I’m not at all comfortable in the mud with sinners, taking risks, but that is my problem and my failing, not his.
Many of these Catholics are reacting exactly like the liberal Catholics they like to deride, trusting in the Magisterium of Me rather than in the Magisterium of the Church. They are doing to Francis what they never would have tolerated anyone to do to Benedict.
I’m not exactly sure what they think will happen because Francis reaches out to sinners or eschews some of the trappings of the office. The worst that can happen, has already happened.

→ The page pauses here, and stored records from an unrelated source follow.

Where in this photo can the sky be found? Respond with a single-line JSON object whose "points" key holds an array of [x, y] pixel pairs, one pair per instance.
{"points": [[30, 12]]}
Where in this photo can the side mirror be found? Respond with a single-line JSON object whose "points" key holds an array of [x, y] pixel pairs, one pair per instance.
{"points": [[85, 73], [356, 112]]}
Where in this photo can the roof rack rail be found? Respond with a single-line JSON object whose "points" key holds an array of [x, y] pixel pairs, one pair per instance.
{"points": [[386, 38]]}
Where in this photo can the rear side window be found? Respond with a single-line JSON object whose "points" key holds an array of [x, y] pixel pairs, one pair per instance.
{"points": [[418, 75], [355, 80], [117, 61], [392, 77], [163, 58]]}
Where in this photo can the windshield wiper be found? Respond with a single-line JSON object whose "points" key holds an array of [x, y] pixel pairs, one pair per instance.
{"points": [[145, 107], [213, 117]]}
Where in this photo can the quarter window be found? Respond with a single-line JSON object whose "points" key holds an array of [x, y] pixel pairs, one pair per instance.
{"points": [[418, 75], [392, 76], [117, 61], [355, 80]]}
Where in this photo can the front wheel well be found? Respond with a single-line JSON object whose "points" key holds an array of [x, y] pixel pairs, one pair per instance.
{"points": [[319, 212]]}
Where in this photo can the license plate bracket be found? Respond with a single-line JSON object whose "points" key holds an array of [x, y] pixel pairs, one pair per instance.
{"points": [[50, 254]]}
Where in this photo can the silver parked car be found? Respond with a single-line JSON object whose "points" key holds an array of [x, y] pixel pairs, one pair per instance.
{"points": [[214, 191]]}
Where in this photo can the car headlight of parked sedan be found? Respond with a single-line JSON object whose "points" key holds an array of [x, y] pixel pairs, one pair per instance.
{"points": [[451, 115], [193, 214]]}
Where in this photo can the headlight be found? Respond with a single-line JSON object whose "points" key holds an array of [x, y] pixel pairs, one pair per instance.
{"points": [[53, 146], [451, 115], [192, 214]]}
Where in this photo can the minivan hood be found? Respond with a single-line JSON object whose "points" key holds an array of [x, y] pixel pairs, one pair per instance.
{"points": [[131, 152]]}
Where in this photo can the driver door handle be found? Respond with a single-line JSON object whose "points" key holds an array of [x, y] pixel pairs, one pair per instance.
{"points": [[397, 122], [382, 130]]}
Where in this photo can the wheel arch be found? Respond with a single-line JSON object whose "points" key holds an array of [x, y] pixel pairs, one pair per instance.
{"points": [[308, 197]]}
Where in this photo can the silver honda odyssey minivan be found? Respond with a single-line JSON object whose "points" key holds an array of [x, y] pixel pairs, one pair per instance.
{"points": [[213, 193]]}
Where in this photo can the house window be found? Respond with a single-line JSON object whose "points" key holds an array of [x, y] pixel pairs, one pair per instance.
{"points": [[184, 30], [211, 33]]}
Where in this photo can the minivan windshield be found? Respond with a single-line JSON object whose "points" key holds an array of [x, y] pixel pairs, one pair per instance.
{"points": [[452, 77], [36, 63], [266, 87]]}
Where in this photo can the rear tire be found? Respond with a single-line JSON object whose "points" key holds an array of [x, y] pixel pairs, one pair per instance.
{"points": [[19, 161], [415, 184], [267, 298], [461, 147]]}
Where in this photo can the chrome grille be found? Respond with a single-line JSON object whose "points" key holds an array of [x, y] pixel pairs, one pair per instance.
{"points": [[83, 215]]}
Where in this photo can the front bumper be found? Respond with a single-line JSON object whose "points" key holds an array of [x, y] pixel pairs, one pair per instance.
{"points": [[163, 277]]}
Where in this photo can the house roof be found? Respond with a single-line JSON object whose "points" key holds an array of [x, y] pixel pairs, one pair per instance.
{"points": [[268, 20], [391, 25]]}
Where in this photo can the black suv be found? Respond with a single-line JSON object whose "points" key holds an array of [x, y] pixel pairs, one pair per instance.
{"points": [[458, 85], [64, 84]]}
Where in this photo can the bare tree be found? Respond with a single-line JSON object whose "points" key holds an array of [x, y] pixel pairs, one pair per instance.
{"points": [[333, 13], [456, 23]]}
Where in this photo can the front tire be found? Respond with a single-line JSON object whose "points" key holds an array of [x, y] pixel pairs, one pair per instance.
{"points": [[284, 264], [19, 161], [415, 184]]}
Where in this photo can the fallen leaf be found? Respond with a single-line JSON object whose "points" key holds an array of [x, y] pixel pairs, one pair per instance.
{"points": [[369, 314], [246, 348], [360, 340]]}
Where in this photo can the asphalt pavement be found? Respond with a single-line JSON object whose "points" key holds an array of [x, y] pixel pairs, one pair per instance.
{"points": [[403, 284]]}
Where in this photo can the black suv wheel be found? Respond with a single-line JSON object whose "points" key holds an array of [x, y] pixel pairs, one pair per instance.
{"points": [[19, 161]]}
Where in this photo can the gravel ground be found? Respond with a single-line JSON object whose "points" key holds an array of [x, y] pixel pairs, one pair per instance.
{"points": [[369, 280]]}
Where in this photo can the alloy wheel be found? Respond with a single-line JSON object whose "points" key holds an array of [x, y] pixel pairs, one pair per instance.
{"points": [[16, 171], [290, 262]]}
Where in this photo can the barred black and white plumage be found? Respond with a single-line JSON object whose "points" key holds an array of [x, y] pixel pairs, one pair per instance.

In a history that begins with the murder of the Son of God and includes the execution of all of our founding leaders, Arianism and dozens of lesser heresies, schisms, the sacking of Rome, the shattering of Christendom in the Reformation, dueling popes, the Cadaver Synod, Alexander VI, the loss of the papal states, the abuse crisis, and any number of other terrible moments, the idea that we’re sailing into some new nightmare of the Church because Francis mutters “Who am I to judge?” about priests who have same-sex attraction is laughable.
Continuity.
Meanwhile, Fr. Z and Michael Voris–two traditional Catholics you might expect to join the chorus of critics–have kept their heads while all about them are losing theirs. I’m sure both these men have concerns about the direction of the Francis papacy. I may well share those concerns to some degree.
I’m just willing to wait, and listen, and pray, and not lean on the panic klaxon day after wearying day. And I certainly will not disrespect the Holy Father, ever.
The bigger problem I see in these critics is a crisis of faith. Which part of “shall not prevail against it” do they not understand?
Do they think we’re living in uniquely horrible times? If so, are they frigging kidding me?
Do they think Francis is some kind of anti-Christ who seized the throne of Peter and is busy leading the entire church into perdition with his wicked … outreach to the disaffected and lost? Do they really think the Church will be undone because She considers minor revisions to the pastoral care of divorced and remarried couples, or the pope washes the feet of women on Holy Thursday, or a Latin mass is not available somewhere?
And do they realize that this relentless criticism helps no one at all, and risks damaging the faith of many, including themselves? Do they understand that they are leading others into sin? What are they trying to prove?
And finally, if we are sailing into the End Times, So what? Isn’t that what we’ve been longing for these past 2000 years? What we’ve been training for?
We shouldn’t be wringing our hands and writing interminable panicky posts about the pending apocalypse. We should be shouting Bring it on! We should be sharpening our swords and joining St. Michael at the front lines. We’re not in this church to preserve the dogma and liturgy for its own purpose. It’s merely there while we help shepherd souls for a little while until Jesus returns.
If we are indeed seeing the beginning of the dark times that herald the coming of the anti-Christ, followed by the return of Jesus, good. Perhaps Francis is mustering as many troops as possible–sinner and pious alike–for the final battle.
Let’s stop whining and get fighting, not each other, not the Church, not the pope, not people who are fine with a plain ole Novus Ordo mass, but the enemy we’ve been trained to fight: the devil and his minions.
The fight is out there, not in here.
Those who have faith don’t fear the future. We already know the end: we win.